Evolutionary Theory, Web-Search Technology Combine for DNA Analysis

From left, Los Alamos scientists Joel Berendzen, Ben McMahon, Mira Dimitrijevic, Nick Hengartner and Judith Cohn. Courtesy LANL

LANL News:

  • Bioinformatics breakthrough has clinical & environmental applications

New software from Los Alamos National Laboratory called Sequedex uses evolutionary theory to swiftly identify short “reads” of DNA, calling out the specific organisms from which the DNA came and their likely activity.

“Sequedex makes it possible for a researcher to analyze data hot off a DNA sequencer using a laptop,” said Joel Berendzen, a scientist on the project. “The tool characterizes whole communities of microorganisms such as those in the mouth in a matter of minutes.”

Sequedex works like a web search engine, making exact matches between DNA sequences and a list of “keywords” called phylogenetic signatures, then placing any hits on the appropriate branch of the Tree of Life.

Advantages over current methods include a factor of 250,000 in speed and the ability to work with pieces of DNA as short as 30 bases long.

The software, developed by Los Alamos scientists Joel Berendzen, Nicolas Hengartner, Judith Cohn, Mira Dimitrijevic and Benjamin McMahon, recognizes proteins from short DNA sequences, analyzing them both individually for phylogeny and function and collectively for biodiversity and environmental similarities.

“Sequedex is bioinformatics redesigned from the ground up,” said Berendzen, “making use of the wealth of genomic data that has become available in the 20 years since the most commonly used algorithms were written.”

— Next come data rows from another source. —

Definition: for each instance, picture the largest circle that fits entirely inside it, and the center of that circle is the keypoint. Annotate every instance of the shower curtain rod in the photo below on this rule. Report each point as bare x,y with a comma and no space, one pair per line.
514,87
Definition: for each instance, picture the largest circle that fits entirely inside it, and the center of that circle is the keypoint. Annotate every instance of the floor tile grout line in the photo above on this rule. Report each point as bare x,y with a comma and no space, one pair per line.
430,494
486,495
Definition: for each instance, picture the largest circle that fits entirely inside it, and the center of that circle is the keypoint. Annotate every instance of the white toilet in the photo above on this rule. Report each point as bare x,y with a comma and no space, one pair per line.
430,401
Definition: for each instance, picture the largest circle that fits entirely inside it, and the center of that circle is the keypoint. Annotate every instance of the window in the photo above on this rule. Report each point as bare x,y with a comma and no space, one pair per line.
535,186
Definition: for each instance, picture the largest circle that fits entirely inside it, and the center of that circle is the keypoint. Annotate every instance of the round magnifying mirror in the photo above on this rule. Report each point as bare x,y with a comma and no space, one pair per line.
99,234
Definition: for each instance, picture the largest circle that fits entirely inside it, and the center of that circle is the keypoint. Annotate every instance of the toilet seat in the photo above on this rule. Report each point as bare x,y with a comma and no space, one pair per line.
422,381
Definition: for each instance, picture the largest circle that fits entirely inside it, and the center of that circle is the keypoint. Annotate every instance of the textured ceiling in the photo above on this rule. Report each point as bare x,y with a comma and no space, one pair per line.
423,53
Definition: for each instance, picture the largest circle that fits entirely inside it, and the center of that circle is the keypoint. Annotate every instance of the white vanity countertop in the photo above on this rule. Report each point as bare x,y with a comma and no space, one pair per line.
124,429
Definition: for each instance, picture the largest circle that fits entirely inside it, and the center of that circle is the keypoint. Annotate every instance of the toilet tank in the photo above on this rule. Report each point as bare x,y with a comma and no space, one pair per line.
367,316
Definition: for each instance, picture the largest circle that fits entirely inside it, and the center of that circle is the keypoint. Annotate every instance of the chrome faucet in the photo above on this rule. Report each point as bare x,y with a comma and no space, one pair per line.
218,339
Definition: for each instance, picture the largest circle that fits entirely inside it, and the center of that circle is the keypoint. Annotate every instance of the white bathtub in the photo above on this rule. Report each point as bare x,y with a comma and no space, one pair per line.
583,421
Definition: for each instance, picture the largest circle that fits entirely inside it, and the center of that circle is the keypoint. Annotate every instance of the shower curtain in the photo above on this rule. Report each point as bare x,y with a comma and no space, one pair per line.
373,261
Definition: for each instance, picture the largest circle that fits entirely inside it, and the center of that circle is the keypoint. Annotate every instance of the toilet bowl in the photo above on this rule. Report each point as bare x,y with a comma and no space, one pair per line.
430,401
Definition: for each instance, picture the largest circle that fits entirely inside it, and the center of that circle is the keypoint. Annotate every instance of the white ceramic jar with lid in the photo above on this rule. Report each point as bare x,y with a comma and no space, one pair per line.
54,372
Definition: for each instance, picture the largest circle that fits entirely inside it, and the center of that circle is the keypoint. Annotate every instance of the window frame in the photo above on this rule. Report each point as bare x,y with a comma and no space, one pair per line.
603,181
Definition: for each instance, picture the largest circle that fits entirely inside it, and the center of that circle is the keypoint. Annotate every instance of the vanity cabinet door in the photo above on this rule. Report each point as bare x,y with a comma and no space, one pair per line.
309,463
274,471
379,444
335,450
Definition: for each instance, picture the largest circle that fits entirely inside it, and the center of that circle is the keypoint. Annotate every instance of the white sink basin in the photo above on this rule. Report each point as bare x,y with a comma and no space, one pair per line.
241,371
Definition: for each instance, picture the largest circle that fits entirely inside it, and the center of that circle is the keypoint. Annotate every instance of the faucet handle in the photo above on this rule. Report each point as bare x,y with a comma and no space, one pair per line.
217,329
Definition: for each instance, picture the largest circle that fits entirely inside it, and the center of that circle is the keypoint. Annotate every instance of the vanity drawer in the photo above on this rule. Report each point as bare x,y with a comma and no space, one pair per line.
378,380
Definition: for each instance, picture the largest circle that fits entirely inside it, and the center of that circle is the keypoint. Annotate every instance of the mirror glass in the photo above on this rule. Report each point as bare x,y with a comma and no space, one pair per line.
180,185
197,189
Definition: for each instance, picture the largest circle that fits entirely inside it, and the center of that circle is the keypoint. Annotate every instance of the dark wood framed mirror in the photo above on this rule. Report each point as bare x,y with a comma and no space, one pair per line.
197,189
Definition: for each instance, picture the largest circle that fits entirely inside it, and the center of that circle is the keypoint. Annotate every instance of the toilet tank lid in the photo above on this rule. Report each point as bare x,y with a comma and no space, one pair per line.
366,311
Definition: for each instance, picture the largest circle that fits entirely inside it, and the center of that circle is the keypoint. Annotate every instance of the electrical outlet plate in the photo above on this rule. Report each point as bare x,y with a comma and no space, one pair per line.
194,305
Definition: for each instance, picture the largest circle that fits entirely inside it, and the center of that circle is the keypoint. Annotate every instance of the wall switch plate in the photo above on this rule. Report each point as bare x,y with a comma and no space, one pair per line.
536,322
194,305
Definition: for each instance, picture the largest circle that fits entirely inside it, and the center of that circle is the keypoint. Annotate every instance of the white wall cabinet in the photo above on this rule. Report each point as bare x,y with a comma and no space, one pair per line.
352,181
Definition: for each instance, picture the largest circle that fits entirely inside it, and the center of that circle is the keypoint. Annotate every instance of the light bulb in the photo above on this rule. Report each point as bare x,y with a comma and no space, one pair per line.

Data analysis is widely perceived as a bottleneck preventing broader use of DNA sequencing for problems such as rapid clinical diagnoses of viral and bacterial diseases, genetic matchmaking between individual tumors and chemotherapy agents, and improved production methods for algal biofuels. A number of ways around this bottleneck have been proposed, including special computer hardware and farming out analysis to large numbers of computers on computing clouds.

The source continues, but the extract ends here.